The cynicism around this technology is everywhere, even though it clearly has real power to solve problems. It is a technology which enables so many use cases that were impossible before, that makes it very highly hyped/expected. And that is causing an immune (over) reaction by natural skeptics, that's an error.
People need to take a measured, reality based, view of how the technology is being used today, the adoption curve, and the increase in capabilities over time.
It's clearly being used strongly, and may even be revolutionary.
Bubbles burst when there's no 'there' there. AI has an undeniable 'there'—the only question is the timing of the ROI.
> checks list ...
nope, nothing will either directly or indirectly affect me. Let it happen sooner, rather than later, and unleash the mobs at the tech bros that set the world on course to make everybody's life more miserable. We'll still be here to get the scrapped RAM and GPUs to train and infere local models thank you very much.

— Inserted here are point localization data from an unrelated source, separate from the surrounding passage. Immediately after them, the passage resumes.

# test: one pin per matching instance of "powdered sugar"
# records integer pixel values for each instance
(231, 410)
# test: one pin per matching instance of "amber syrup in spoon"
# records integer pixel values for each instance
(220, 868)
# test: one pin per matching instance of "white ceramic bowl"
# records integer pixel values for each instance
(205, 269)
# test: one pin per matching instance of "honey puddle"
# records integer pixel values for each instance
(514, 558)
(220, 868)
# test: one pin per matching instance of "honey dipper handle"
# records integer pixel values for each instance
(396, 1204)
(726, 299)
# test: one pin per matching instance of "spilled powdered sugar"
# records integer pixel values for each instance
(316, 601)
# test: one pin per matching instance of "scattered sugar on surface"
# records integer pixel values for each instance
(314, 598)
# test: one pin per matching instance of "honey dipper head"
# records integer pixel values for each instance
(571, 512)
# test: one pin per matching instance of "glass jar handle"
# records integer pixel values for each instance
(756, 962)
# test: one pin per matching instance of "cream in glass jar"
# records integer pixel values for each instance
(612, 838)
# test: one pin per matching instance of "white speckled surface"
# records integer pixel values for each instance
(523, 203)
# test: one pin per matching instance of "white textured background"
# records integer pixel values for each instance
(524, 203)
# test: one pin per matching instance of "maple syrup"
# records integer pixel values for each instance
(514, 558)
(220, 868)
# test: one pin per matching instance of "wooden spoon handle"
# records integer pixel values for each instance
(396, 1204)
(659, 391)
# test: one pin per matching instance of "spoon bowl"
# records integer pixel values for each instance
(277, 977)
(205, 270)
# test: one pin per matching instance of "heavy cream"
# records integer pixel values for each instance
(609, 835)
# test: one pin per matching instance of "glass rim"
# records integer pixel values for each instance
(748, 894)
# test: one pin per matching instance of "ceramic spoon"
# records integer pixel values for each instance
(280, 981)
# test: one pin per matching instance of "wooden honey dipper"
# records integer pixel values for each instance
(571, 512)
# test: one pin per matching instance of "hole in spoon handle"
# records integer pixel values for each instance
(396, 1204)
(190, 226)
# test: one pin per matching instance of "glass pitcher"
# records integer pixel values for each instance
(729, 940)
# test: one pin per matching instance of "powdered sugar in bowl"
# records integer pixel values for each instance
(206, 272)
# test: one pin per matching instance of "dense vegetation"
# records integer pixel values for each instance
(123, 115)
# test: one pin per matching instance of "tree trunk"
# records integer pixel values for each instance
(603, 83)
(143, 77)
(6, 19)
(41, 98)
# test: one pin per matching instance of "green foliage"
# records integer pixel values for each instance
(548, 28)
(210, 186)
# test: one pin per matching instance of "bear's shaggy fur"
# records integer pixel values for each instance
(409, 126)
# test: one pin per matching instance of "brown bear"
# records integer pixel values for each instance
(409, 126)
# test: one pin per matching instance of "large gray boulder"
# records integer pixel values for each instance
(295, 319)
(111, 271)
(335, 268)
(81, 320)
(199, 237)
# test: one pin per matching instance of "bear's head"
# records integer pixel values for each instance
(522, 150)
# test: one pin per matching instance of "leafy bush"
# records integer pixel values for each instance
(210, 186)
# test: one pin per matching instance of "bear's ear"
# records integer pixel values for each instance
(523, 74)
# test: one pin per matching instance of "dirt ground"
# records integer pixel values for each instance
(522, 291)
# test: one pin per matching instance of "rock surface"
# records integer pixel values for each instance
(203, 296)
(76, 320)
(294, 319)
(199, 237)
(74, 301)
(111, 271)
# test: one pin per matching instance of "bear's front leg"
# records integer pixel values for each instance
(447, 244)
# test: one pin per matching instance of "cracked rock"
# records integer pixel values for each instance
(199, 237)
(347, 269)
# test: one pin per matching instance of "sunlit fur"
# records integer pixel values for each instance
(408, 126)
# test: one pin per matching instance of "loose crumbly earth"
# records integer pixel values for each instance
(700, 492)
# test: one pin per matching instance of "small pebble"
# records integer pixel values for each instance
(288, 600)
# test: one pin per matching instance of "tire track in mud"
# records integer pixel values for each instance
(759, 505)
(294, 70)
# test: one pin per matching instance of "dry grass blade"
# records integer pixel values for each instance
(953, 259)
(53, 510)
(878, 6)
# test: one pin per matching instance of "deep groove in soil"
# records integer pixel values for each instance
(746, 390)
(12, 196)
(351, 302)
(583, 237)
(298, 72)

That doesn't even begin to cover the lack of actual electricity to power the data centers. We have more "dark silicon" sitting in boxes that aren't close to being deployed, while a lot of actual people can't manage to buy consumer products for anythign resembling reasonable... it's kind of insane to say the least.
I just dont understand why it justifies so much spending!
If it does all go down in flames, even floor value is not going to be that valuable.
I can't predict the future but it's smelling a lot like a recession already under way that is bigger than the sub-prime crash.
Microsoft's stock price today is the same as it was in late 2021 before anyone cared about AI. What would happen? Nothing. I don't think it's a significant revenue driver today. Microsoft, like everyone else, is speculating that AI will drive profits in the future. If it all fell apart there will certainly be losers but I don't see why it would bring down Microsoft.
Except the investment is more like a railway or utility. It generates like 3% return, which is definitely not good enough for the people providing the money, or (in the case of the profitable companies) anywhere near the double-digit returns they make on their technology products. I won't be surprised when we see consolidation of marginal players and abandonment of the losers, just like you can find rail lines to nowhere, and fiber that's never been used.
The tragedy is when it's all over one of the surviving passengers will go "See! I knew we were going to crash because of that knitter"
But those things are tied together.
Even xAI, that now has a reasonably competitive model, is struggling to achieve PMF. Meta is in shambles because their models have underperformed for years now.
I do hope that RAM prices come down but this was just wishful thinking.
Back to the mines. The Vulkan only writes itself when prompted with well-conditioned problem statements.
The thing that is difference is the scale and the hardware. When Britain underwent its rail building boom in the 1850s, the bubble bursting left the kingdom with 150 years worth of infrastructure. Unless we invest in energy buildouts, we will be left with billions in rapidly depreciating GPUs
See, they kind of became a national asset and letting it go down, will leave USA watching China taking the lead for a very long time ahead. It just can't happen - right? So we'll just all fund it in taxes.